A Peek Inside … Music Education Assistant Professor Robin Giebelhausen’s Office
April 13, 2022 School of Music | College of Arts and Humanities
Colorful puppets, ukuleles create inviting space for songs and learning.
By Karen Shih ’09 | Maryland Today
Robin Giebelhausen believes it’s never too early to start a child’s musical education—and that includes her own little ones in utero right now.
The assistant professor of music education is 30 weeks pregnant with twins. She is taking every opportunity to sing to her babies, whether that is around the house or in class with her students.
“I want everyone to feel that they have access to music and can play music however they want,” said Giebelhausen.
This fall, she is launching an early childhood music program in the School of Music, to allow caregivers to bring in kids from birth to 5 years old to the University of Maryland for classes.

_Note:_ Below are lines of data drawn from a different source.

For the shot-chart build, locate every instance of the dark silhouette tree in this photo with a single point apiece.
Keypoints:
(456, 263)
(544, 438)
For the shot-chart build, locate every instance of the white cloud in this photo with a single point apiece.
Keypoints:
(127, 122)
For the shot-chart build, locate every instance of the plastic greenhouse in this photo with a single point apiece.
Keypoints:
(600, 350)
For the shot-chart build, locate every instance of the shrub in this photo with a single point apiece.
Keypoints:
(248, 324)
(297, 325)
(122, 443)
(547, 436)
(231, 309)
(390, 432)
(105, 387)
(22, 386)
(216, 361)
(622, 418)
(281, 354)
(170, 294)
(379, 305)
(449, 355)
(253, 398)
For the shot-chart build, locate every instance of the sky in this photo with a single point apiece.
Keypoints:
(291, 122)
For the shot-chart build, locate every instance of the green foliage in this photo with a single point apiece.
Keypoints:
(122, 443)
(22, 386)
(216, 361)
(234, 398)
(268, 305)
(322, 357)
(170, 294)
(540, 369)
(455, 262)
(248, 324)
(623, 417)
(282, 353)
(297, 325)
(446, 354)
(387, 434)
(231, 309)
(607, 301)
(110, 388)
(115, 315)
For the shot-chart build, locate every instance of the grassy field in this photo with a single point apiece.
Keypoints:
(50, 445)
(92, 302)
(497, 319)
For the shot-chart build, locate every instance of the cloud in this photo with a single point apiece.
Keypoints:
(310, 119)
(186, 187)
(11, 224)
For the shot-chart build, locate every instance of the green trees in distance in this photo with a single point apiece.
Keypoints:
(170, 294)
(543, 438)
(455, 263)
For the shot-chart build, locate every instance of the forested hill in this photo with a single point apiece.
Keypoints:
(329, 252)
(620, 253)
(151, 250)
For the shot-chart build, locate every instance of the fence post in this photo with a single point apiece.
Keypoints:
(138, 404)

“Little kids love to play, and through play we can create opportunities for musical growth. They are not yet shaped by the world, so there is so much room for growth,” she said.
She took Maryland Today on a tour through her whimsical office, full of kid-friendly instruments and stuffed animals, in The Clarice Smith Performing Arts Center.
Giebelhausen started as a pianist and a singer, but wanted a more portable instrument for teaching. “I tried guitar but it never fit my body. I found younger students have that same problem. Somebody suggested I try ukuleles, and that same solution worked wonderfully for elementary school students.”
Her collection of ukuleles includes her first one—still her favorite today—which she dubs the “Fluke Uke” after the name of the company that created it. Its unique flat bottom means she can stand it up when she is done with it, and she likes that it is “super durable. It’s been kicked across the classroom and stays together! And it has a lovely sound, despite that.”
She also has a banjo-lele, an electric ukulele that lights up, a left-handed uke (“it is a good reminder to me about how difficult it is to switch hands and what it is to be a beginner”) and a 3D-printed uke made in collaboration with people in the Clark School. “Hopefully it will be a way in the future to get students quick access to an instrument,” she said.